James Hunton, via Bentley University

It took five months, but in December a second retraction popped up for disgraced accounting professor James E. Hunton.

Hunton resigned his teaching post at Bentley University in December of 2012. An extensive investigation by Bentley showed that not only was the data in two papers falsified. Hunton also lied about non-existent confidentiality agreements and tried to destroy evidence of his lies by unsuccessfully wiping his laptop and changing metadata on files.

The first paper Hunton was accused of faking, ironically about accounting fraud, was retracted in 2012.

Here’s the notice for “The relationship between perceived tone at the top and earnings quality”:

This article has been retracted at the request of authors Rani Hoitash and Jay Thibodeau, along with Contemporary Accounting ResearchEditor-in-Chief Patricia C. O’Brien.

Retraction: Hunton, J. E., R. Hoitash, and J. Thibodeau. 2011. The relationship between perceived tone at the top and earnings quality.Contemporary Accounting Research 28 (4): 1190–224.

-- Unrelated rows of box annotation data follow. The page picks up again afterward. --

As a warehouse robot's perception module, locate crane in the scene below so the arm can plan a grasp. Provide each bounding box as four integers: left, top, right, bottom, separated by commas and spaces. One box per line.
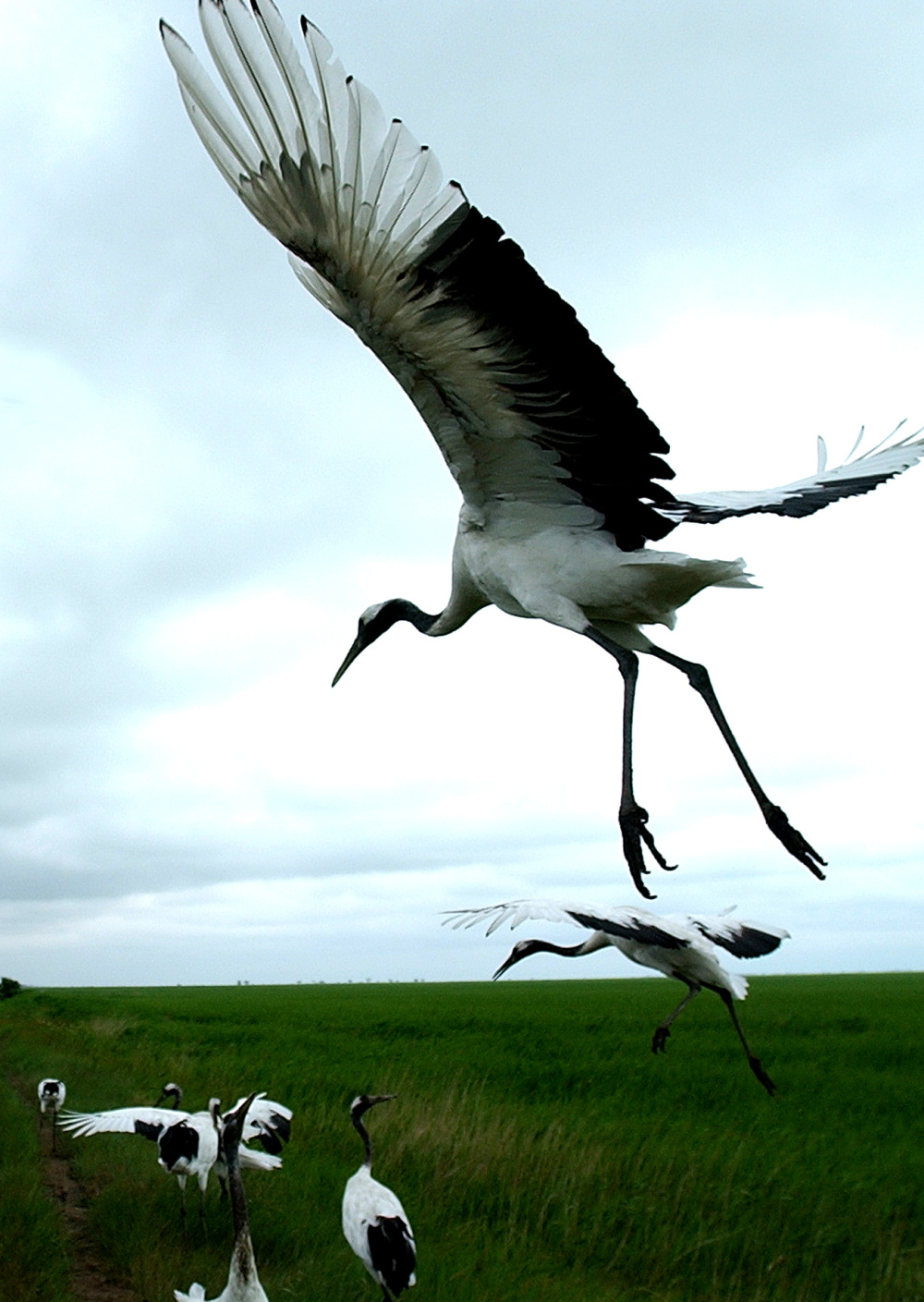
162, 0, 924, 898
445, 900, 789, 1095
342, 1094, 417, 1302
173, 1094, 268, 1302
39, 1076, 67, 1152
61, 1094, 291, 1223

Bentley University conducted an investigation into alleged research misconduct by Dr. James E. Hunton involving the above paper, which was published while he was a faculty member there. The report, which Bentley University made public on July 21, 2014, finds “compelling” evidence that Dr. Hunton fabricated the data used in this study, without the knowledge of his co-authors. For further information, see:https://www.bentley.edu/files/Hunton%20report%20July21.pdf.

To correct the academic literature and maintain standards of academic integrity, the above article is therefore retracted, by agreement among the journal Editor-in-Chief, Patricia C. O’Brien; two of the three authors, namely Rani Hoitash and Jay Thibodeau; and the copyright holder, the Canadian Academic Accounting Association (CAAA). The article was published online on October 24, 2011 in Wiley Online Library (wileyonlinelibrary.com).

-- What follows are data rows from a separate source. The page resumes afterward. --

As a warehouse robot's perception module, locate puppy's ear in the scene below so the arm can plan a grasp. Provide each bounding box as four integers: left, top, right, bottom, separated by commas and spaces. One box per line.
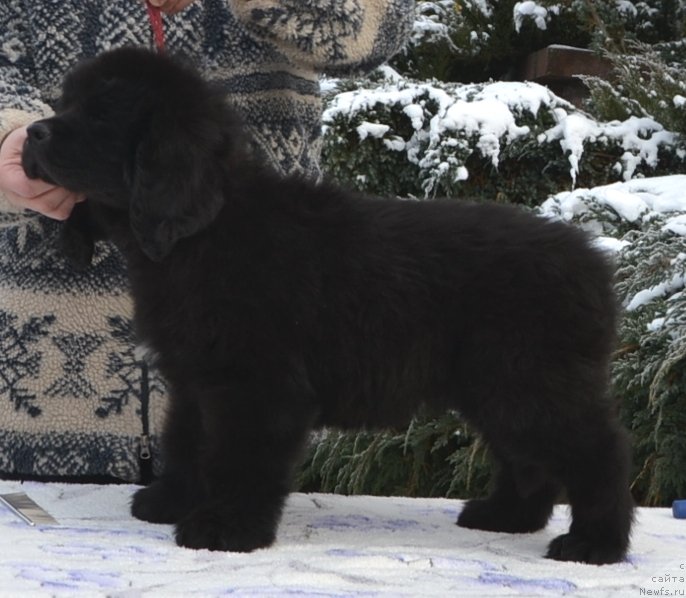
130, 112, 224, 261
60, 202, 96, 271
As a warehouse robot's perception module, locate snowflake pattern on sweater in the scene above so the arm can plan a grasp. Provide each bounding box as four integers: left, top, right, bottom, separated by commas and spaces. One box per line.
0, 0, 414, 480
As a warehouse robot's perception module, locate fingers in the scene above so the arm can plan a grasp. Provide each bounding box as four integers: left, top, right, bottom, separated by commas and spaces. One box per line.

Dr. Hunton did not respond to a request for comment.

The paper has been cited seven times, according to Thomson Scientific’s Web of Knowledge.

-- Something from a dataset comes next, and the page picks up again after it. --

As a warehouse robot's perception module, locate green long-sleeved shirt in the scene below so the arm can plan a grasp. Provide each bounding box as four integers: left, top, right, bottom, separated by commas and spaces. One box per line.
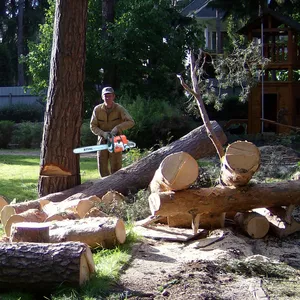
90, 103, 134, 139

The journal responded to our questions with the following statement:

The Canadian Academic Accounting Association, its journal editors and conference program chairs are committed to the highest standards of academic integrity. We are also committed to appropriate standards of due process both in the original review of material to be published in our journals or presented at our conferences, and in consideration of retraction of material in those rare circumstances where concerns about academic integrity have been raised. Our due process requires consideration of evidence of breaches of academic integrity, consultation with all authors involved, and an internal review of this evidence prior to reaching a decision. The retraction of an article affects the integrity of the academic literature and authors’ careers; therefore, our due process will always be thorough and deliberate.

We will not comment on individual cases beyond what appears in the retraction notice.